Last Fall, I completed an amazing Circle Tour around the Lake with Eugene. My Circumnav experiences enriched that trip, and it felt so good to have time around the lake that was mine, not controlled by the needs of others.
Pukaskwa National Park is on the Ontario North Shore of Superior. We never visited this stop on Circumnav because there was no road access in 2019, and we never made it to this area in 2021 (due to the border) or in 2024 (due to several injuries in our group that were serious enough to warrant altering our plans).
I still wish I had gotten one more chance at Circumnav, to go the traditional clockwise route in a year when the college wasn’t having an existential crisis, to take what I had learned in the first year and the other years and apply it in that setting. I remind myself that not having this opportunity was not something I lost—it was something beyond my control.
This year, May is not a May Term for me. May is not the end of my academic year or the official start of academic summer. I've thought a lot about summers and what they meant to me. They represented freedom, and I loved them. But I also struggled with them as an academic.
Late May and early June marked a time of exhaustion when I would try to rest a bit. Then I'd try to tackle some academic projects. I'd also want to spend more time outdoors, but June is one of the worst months to spend time outside in the Northwoods (because of bugs, #ifyky). So I'd try and double down on all the research and writing I didn't get to while teaching. Then in July, I'd finally get some decent outdoor time (selectively and strategically, because of bugs).
As July progressed, I'd also try to tackle some course prep. Then August would arrive. One of the best months weather-wise in the Northwoods. But also the increasing realization that summer would soon be over. And the increasing pressure of responsibility of the start of another academic year. Just as September, the best weather month in the Northwoods, begins.
So now I begin to reclaim my May. This May will not be the start of anything major. It will not be constant stress. It will not be crushing. It will be another month at work for me. Outside of work, I will go for walks. I will hike. I will forage. I will sit by fires. I will sit by lakes, rivers, and streams. I may go camping. I will read. I will write. I will spend time with friends.

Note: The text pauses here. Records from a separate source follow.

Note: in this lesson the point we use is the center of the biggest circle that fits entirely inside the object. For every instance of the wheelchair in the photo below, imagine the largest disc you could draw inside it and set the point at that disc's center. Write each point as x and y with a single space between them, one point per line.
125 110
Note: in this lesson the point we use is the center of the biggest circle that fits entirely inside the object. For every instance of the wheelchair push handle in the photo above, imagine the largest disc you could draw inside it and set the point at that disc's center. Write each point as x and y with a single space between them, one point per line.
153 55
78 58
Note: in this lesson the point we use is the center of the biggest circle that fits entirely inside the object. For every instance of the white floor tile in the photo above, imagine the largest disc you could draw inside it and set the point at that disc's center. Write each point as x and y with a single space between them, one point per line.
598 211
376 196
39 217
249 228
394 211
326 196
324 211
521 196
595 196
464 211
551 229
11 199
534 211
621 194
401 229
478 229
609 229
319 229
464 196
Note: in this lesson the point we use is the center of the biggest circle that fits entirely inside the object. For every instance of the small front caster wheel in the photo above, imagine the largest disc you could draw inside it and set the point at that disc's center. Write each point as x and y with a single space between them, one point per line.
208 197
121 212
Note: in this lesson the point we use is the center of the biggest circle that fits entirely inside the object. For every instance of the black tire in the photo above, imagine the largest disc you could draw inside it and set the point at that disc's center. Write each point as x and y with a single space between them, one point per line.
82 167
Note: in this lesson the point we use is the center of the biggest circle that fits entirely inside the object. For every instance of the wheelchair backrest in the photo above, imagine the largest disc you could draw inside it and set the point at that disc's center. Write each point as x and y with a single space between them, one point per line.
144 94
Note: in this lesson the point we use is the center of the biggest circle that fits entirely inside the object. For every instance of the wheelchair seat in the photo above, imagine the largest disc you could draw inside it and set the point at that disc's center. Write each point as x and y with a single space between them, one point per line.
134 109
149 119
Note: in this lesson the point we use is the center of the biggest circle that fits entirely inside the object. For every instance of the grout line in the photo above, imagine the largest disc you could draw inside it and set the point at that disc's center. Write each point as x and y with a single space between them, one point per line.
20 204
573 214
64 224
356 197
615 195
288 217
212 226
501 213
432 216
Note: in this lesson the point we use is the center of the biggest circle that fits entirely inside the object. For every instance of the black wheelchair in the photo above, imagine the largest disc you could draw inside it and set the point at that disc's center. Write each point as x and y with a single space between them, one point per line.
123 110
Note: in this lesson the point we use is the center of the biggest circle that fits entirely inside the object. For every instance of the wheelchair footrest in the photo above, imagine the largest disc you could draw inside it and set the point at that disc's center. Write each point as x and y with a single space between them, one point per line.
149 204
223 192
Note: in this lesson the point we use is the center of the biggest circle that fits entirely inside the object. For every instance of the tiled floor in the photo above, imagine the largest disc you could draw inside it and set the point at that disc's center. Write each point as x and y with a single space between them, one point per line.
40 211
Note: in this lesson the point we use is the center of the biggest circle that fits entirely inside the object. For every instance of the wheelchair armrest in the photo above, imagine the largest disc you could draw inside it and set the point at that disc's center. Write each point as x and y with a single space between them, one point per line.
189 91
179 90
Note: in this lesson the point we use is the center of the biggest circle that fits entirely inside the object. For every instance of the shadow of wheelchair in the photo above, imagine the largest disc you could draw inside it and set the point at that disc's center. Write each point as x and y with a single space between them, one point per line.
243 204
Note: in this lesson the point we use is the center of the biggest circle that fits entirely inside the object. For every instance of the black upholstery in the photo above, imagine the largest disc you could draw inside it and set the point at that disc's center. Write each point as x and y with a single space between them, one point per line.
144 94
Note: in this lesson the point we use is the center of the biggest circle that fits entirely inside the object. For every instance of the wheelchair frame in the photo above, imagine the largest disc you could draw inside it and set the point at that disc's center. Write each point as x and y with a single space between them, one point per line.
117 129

Despite the challenges, each May Term had beautiful moments. I will miss it and I know I’m still processing that. Sometimes I still feel incredibly sad thinking about it. But I’m also hopeful I will create new May memories with Eugene as I reclaim May.
I will continue to put my life together in an increasingly uncertain world. What else can I do if I want to continue to care for this place that I call home?